メッセージを埋めこんだものとそうでないソ
フトを別々の地方に出荷し、次回作の売れ
行きを比べて結果を探ろうというものだっ
た。そして『トルネコの大冒険』というソフト
によって実験の効果は確かめられた。メッ
セージを埋めこんだソフトを出荷した地域
の売れ行きはめざましいものがあったのだ。

この段階でも、商業モラル上若干問題があ
ることはお分かりだろうが、"彼ら"の真の狙
いはビジネスの成功などというささやかな
ものではなかった。

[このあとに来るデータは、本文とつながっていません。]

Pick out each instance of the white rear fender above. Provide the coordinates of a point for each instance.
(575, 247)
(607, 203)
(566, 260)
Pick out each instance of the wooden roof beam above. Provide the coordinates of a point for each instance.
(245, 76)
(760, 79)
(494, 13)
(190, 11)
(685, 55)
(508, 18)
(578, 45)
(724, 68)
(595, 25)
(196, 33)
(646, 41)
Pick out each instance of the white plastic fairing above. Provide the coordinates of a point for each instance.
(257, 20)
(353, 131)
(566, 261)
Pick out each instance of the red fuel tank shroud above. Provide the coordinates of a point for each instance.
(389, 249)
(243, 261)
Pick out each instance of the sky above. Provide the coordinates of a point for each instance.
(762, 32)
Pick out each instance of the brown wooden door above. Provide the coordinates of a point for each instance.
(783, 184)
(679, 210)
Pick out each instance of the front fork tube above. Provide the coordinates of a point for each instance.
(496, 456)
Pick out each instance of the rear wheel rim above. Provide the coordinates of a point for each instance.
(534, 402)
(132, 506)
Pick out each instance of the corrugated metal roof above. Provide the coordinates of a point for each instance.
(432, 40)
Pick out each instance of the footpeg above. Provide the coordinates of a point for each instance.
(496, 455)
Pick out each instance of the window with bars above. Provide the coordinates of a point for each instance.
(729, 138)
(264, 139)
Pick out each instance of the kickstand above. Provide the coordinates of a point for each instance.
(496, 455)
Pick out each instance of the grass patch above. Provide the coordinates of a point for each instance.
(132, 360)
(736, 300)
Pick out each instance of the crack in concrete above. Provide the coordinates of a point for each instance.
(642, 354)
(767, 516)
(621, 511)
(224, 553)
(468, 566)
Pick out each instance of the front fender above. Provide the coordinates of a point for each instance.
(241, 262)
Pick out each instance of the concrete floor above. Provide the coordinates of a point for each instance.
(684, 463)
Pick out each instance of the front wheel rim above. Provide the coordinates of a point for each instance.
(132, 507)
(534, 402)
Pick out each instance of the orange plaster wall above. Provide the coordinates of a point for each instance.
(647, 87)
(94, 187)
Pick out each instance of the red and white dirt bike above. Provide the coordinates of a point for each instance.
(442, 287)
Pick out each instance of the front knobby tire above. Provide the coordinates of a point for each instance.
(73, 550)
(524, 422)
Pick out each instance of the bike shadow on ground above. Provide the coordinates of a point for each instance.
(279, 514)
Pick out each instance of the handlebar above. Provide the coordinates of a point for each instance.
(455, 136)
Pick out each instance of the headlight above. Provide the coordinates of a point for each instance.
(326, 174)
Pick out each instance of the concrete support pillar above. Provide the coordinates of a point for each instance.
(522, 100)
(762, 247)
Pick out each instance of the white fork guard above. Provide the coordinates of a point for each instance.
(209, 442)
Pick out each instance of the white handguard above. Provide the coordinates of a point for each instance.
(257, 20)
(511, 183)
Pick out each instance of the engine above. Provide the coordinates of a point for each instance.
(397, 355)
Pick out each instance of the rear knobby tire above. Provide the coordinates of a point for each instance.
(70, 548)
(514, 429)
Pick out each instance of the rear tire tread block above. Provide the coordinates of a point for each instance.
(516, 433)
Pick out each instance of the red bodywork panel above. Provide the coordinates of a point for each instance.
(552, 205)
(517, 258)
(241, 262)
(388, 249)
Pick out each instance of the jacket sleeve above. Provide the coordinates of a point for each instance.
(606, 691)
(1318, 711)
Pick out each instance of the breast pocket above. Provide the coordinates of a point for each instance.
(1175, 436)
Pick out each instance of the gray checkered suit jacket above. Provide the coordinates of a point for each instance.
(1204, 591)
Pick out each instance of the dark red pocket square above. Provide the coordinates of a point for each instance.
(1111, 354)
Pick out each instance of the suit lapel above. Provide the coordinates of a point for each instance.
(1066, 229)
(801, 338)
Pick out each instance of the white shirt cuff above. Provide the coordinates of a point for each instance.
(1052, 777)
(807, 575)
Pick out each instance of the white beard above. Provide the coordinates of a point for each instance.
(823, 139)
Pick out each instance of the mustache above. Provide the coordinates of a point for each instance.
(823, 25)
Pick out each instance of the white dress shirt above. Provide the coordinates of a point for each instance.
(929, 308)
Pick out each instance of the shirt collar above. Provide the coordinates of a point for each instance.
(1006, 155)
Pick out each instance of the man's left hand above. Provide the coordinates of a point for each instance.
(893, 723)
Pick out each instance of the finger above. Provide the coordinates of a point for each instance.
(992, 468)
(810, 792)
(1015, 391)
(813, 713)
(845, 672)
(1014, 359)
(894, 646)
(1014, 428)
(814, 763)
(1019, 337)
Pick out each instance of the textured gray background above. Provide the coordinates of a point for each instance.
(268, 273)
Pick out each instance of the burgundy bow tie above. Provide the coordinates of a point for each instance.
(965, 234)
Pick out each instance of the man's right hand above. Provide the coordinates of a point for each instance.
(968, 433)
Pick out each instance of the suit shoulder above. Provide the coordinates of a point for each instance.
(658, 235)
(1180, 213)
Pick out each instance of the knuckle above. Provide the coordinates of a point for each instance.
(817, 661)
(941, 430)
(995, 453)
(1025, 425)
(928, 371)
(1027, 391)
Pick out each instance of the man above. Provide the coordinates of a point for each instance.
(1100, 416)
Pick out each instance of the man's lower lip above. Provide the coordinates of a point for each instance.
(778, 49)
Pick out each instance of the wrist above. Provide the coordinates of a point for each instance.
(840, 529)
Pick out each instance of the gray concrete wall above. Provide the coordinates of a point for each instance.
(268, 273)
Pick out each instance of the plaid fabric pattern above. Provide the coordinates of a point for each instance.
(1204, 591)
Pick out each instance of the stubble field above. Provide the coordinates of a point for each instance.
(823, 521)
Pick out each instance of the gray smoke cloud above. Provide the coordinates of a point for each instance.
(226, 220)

やがては日本をになう
ことになる若者達を子供のうちに洗脳し、熱
狂的なチュンソフトの支持者にすること。

このソフトをプレイした子供達が大人にな
る頃には、チュンソフトは単なるゲームソフ
ト会社ではなく、宗教法人、政治結社、多国
籍企業の複合体となっているだろう。その
時、洗脳された若者達は中村光一を神と崇
め、"チュンソフ党"に投票し、チュン食品の
インスタント・フードを食べながら、廃人のよ
うになってチュンソフトのゲームをプレイし
続けていることだろう。

それこそが"彼ら"の目的なのだ。経済、政
治、信仰のすべてにわたって日本全体を支
配すること。笑い話のように聞こえることは
承知している。しかしこれは本当のことなの
だ。

現に、このソフトをすでに何度かプレイして
いるはずのあなたは、チュンソフトに対して
奇妙な信頼感を覚えているはずだ。十回
以内であれば、まだ洗脳されきってはいな
い。二十回、三十回目でこれを読んでいるの
だとすると、おそらく何を言っても信じては
もらえないことだろう。

しかし、これは真実なのだ。誰か"彼ら"の
陰謀を暴いてほしい。簡単なことだ。わた
しがこれから教える電話番号に、電話を一
本かけるだけでいいのだから。わたしが全
面的に信頼できる唯一の友人の電話番号
だ。彼にすべてを話してくれ。それだけで
いい。

危険なことは何もない。逆に、彼に伝えて
しまうことであなたの危険度は下がるのだ。